The clinical endpoint significance of NEPAD is in the combination of capabilities MS patients are able to maintain. It signifies a patient who has had no relapses, no confirmed disability progression — as measured by the Expanded Disability Status Scale (EDSS) — and no progression equal to or above 20% on the timed 25-foot walk (T25-FW) and the 9-hole peg test (9-HPT).

NEPAD is also a metric for lesions, signifying an MS patient with no gadolinium-enhancing T1 MRI lesions, and no new or enlarging T2 MRI lesions.

Though the treatment is approved for PPMS treatment, it reported a significant rate increase in RMS patients able to maintain NEPAD conditions (82%) versus Rebif (interferon beta-1a) at 96 weeks in the Phase III OPERA I and II trials.

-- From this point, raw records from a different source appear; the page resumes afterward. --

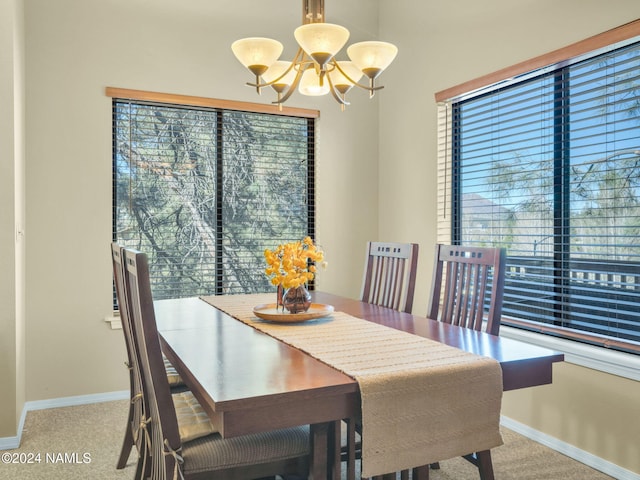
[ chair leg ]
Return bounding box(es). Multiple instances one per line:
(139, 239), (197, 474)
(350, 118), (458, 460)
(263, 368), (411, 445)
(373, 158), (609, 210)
(116, 418), (133, 469)
(476, 450), (494, 480)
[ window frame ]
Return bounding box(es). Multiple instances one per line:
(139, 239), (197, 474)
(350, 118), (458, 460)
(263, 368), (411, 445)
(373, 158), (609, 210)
(435, 20), (640, 356)
(106, 87), (319, 302)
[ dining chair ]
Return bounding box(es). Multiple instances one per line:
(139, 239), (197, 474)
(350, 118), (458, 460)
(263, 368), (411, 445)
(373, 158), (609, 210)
(124, 249), (309, 480)
(111, 246), (213, 479)
(360, 242), (418, 313)
(111, 246), (146, 479)
(427, 244), (506, 335)
(427, 244), (506, 480)
(341, 242), (419, 479)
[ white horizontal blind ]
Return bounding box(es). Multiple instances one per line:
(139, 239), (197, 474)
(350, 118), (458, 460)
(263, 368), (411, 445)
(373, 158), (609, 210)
(453, 43), (640, 351)
(113, 99), (315, 299)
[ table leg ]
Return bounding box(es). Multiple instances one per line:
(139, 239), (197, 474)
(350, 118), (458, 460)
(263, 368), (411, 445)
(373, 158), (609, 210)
(309, 423), (331, 480)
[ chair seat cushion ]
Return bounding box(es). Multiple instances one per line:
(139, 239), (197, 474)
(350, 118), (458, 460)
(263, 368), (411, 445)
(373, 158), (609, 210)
(172, 391), (216, 443)
(182, 426), (309, 474)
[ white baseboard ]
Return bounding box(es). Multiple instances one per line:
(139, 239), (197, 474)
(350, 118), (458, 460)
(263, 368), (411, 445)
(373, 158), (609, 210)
(500, 416), (640, 480)
(0, 390), (129, 450)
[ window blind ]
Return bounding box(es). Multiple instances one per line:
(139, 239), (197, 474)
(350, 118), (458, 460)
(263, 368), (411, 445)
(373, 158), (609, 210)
(113, 98), (315, 299)
(439, 40), (640, 352)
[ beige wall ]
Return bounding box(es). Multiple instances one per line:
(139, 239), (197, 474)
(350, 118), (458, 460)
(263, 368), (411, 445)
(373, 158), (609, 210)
(378, 0), (640, 474)
(0, 0), (25, 437)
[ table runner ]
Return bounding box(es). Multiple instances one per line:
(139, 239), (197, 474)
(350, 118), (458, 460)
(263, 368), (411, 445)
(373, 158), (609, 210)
(202, 294), (502, 478)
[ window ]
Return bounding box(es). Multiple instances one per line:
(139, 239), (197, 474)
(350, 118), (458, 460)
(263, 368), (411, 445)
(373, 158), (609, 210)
(113, 92), (315, 299)
(439, 24), (640, 353)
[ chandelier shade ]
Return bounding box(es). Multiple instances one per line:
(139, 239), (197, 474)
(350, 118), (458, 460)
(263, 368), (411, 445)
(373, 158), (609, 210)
(231, 0), (398, 110)
(347, 42), (398, 78)
(293, 23), (349, 68)
(231, 37), (284, 76)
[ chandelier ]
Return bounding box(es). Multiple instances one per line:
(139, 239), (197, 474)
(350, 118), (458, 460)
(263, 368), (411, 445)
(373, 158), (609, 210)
(231, 0), (398, 110)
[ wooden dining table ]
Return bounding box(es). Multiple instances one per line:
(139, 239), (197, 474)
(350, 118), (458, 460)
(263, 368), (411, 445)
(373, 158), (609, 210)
(154, 292), (564, 480)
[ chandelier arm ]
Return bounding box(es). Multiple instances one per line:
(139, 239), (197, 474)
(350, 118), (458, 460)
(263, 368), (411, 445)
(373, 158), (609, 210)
(331, 60), (384, 94)
(272, 64), (306, 105)
(327, 75), (351, 105)
(247, 48), (314, 88)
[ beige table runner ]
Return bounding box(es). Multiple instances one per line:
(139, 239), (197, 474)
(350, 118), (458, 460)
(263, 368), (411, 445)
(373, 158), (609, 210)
(203, 294), (502, 477)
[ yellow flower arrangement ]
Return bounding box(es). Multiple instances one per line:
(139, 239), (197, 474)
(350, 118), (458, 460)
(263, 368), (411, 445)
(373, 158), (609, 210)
(264, 237), (324, 289)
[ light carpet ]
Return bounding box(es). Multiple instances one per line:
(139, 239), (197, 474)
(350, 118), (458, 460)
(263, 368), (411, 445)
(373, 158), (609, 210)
(0, 400), (612, 480)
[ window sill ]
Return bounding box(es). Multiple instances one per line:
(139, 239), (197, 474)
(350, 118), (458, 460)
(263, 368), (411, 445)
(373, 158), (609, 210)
(104, 310), (122, 330)
(500, 325), (640, 381)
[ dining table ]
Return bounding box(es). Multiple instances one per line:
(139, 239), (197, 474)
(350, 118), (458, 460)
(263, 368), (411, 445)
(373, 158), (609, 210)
(154, 291), (564, 480)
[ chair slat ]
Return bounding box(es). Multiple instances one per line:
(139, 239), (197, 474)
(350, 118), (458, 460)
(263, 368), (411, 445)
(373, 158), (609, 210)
(427, 245), (506, 335)
(360, 242), (418, 312)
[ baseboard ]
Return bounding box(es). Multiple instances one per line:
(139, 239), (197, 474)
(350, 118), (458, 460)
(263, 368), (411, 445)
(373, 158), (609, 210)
(24, 390), (129, 411)
(500, 416), (640, 480)
(0, 390), (129, 450)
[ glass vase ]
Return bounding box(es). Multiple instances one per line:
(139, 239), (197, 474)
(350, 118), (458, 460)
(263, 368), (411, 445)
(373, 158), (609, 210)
(282, 286), (311, 313)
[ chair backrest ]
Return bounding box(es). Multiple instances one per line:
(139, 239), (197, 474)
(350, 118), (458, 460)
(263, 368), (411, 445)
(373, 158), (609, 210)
(360, 242), (418, 312)
(427, 245), (506, 335)
(124, 249), (182, 480)
(111, 246), (144, 455)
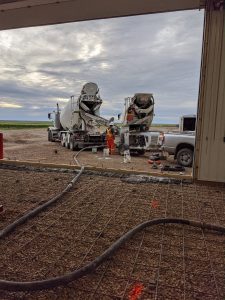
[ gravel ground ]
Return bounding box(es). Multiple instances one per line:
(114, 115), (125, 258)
(0, 168), (225, 300)
(0, 128), (192, 175)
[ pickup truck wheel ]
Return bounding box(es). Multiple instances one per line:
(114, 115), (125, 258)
(177, 148), (193, 167)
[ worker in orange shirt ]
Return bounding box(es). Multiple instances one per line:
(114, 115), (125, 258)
(127, 106), (134, 123)
(106, 122), (115, 154)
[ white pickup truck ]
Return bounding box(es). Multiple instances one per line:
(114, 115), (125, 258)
(162, 132), (195, 167)
(162, 115), (196, 167)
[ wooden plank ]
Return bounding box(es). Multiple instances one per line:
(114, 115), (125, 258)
(0, 0), (205, 30)
(194, 2), (225, 182)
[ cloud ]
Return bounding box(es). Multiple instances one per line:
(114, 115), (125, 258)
(0, 100), (23, 108)
(0, 11), (203, 123)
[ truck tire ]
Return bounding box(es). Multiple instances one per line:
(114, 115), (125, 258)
(48, 130), (52, 142)
(61, 134), (65, 147)
(177, 148), (194, 167)
(65, 136), (70, 149)
(70, 136), (75, 151)
(118, 144), (125, 156)
(137, 149), (145, 155)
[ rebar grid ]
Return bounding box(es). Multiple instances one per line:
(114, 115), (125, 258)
(181, 182), (186, 300)
(0, 171), (225, 300)
(154, 184), (170, 300)
(195, 185), (220, 300)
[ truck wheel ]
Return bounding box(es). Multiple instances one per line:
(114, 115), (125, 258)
(48, 130), (52, 142)
(70, 136), (75, 151)
(61, 134), (65, 147)
(137, 149), (145, 155)
(177, 148), (193, 167)
(65, 136), (70, 149)
(118, 144), (125, 156)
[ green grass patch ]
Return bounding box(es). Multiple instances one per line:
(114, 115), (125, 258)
(0, 120), (52, 129)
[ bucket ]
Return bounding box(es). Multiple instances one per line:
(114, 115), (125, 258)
(0, 133), (3, 159)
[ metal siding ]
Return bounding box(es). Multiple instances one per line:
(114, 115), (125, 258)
(0, 0), (205, 30)
(194, 2), (225, 182)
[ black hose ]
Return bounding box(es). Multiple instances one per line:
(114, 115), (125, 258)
(0, 167), (84, 239)
(0, 218), (225, 291)
(0, 145), (104, 239)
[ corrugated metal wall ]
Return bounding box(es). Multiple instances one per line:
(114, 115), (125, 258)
(194, 0), (225, 182)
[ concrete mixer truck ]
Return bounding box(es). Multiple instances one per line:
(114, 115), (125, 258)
(117, 93), (161, 155)
(48, 82), (111, 150)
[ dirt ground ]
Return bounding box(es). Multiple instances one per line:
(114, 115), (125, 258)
(0, 128), (192, 175)
(0, 129), (225, 300)
(0, 168), (225, 300)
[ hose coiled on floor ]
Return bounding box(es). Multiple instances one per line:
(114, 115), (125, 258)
(0, 218), (225, 291)
(0, 145), (104, 239)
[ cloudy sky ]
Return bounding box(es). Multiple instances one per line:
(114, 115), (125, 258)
(0, 11), (204, 123)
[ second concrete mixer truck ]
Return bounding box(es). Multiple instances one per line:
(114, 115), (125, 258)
(117, 93), (161, 155)
(48, 82), (112, 150)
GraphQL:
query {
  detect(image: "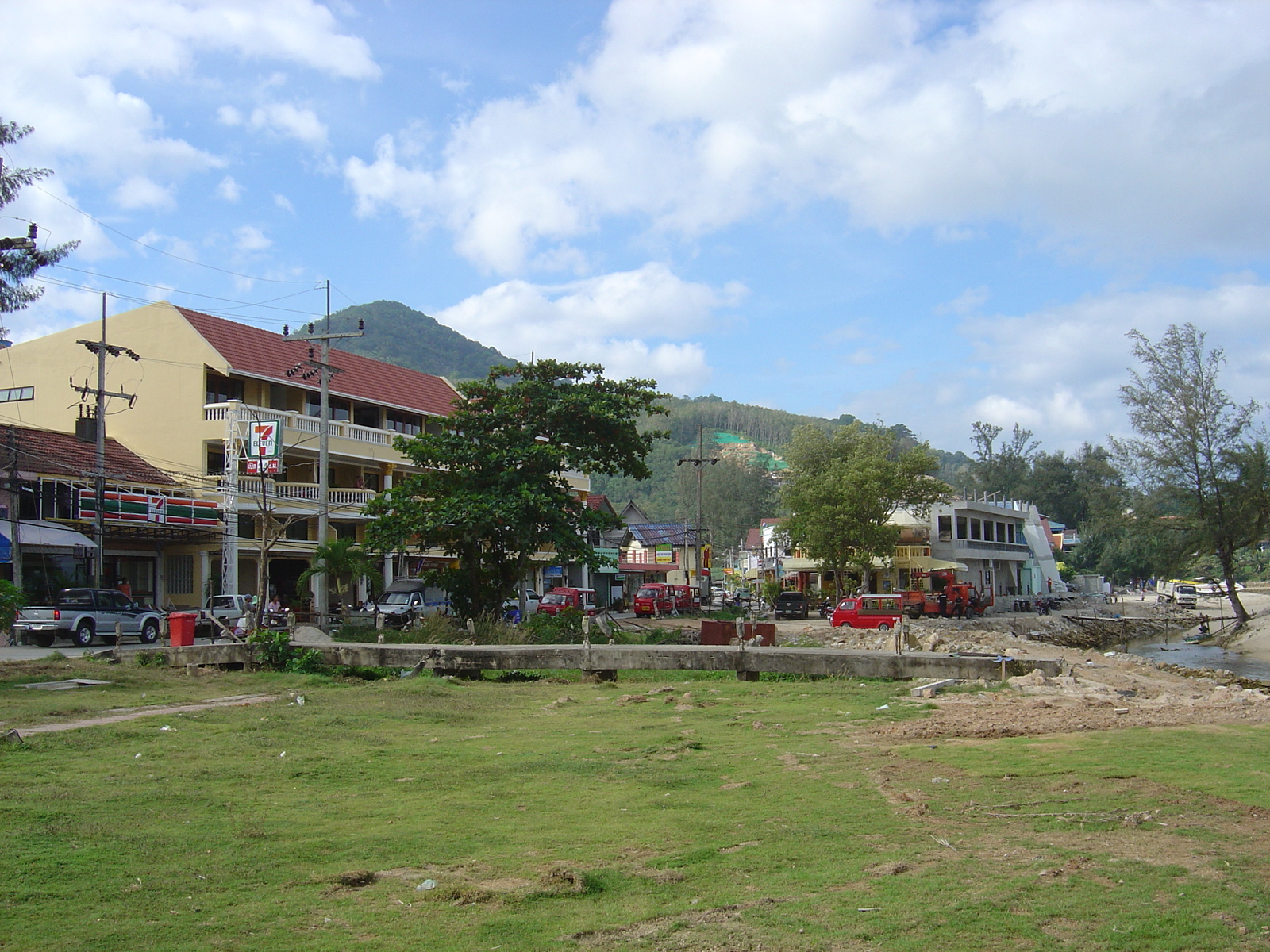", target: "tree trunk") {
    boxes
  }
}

[1217,548,1249,624]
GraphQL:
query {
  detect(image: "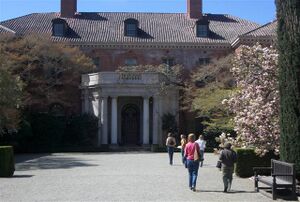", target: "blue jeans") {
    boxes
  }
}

[187,159,199,188]
[168,147,174,165]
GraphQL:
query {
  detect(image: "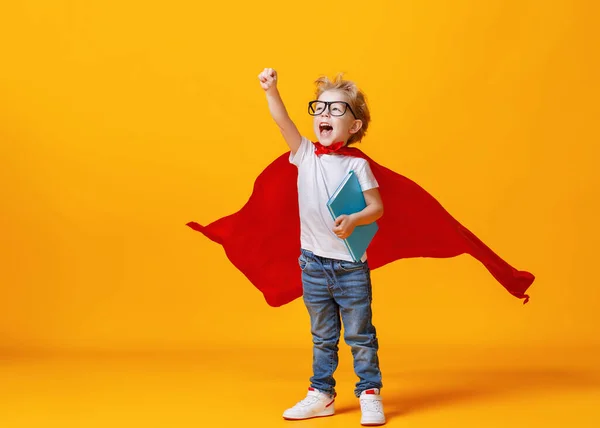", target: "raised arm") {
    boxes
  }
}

[258,68,302,153]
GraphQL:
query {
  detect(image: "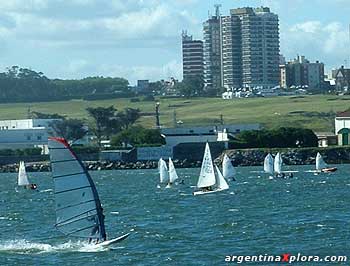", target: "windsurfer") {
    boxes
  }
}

[203,186,213,191]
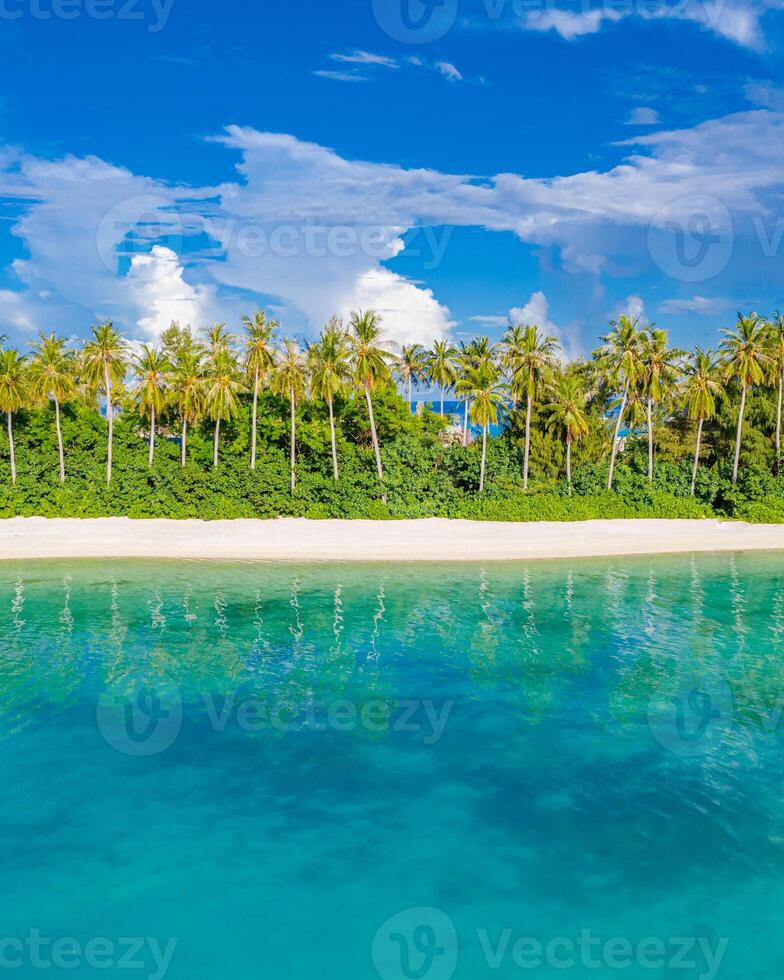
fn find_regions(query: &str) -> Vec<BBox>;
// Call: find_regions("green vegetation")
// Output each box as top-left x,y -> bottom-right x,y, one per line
0,311 -> 784,522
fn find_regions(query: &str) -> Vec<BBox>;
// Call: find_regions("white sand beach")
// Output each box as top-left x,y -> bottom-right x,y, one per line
0,517 -> 784,562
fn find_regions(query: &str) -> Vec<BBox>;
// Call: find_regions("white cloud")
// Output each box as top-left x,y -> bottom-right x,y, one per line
626,106 -> 659,126
127,245 -> 219,340
435,61 -> 463,82
613,296 -> 645,321
658,296 -> 733,316
313,50 -> 466,84
330,51 -> 400,68
468,315 -> 509,327
507,292 -> 579,360
0,103 -> 784,341
520,8 -> 626,41
313,68 -> 368,82
519,0 -> 784,50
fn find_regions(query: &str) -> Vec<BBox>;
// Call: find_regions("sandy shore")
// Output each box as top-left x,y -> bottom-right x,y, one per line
0,517 -> 784,562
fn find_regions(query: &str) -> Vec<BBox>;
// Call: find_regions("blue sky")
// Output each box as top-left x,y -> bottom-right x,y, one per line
0,0 -> 784,354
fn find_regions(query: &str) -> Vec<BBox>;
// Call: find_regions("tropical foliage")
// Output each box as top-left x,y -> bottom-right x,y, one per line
0,310 -> 784,521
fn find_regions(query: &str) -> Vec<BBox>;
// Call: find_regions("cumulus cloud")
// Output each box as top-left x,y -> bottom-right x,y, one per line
126,245 -> 218,341
507,292 -> 580,360
435,61 -> 463,82
614,296 -> 645,321
626,106 -> 659,126
0,102 -> 784,342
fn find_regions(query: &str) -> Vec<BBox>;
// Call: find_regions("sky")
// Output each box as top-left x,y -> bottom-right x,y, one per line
0,0 -> 784,356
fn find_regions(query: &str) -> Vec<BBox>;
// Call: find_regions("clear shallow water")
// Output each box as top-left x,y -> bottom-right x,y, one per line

Ocrelizumab additionally tripled the proportion of PPMS patients who maintained NEPAD versus placebo at 120 weeks (29.9% versus 9.4%, respectively) in the ORATORIO study. In a post-hoc analysis of the same study, ocrelizumab reduced the risk of 12- and 24-week confirmed disability progression (CDP) than traditionally assess in PPMS patients.

Ludwig Kappos, MD, Department of Neurology Chair at the University Hospital in Basel, Switzerland, said the results prove the effects of ocrelizumab on disability progression are “clinically meaningful.”

“Slowing disability progression, or preventing people with MS from having to use a cane or wheelchair, makes a great difference to their daily lives,” Kappos said. “It is particularly exciting to see these benefits in people with PPMS, a disabling form of MS without approved treatments in Europe.”

In all Phase III studies, the most common side effects associated with the treatment were mild-to-moderate infusion reactions and upper respiratory tract infections.

Researcher will also present interim results from the FLOODLIGHT sensor-based digital monitoring study, which is intended to determine adherence and correlation with in-clinic testing in people with and without MS, at the congress.

There will be supplemental outcome analysis in ocrelizumab’s effect on pregnant female patients.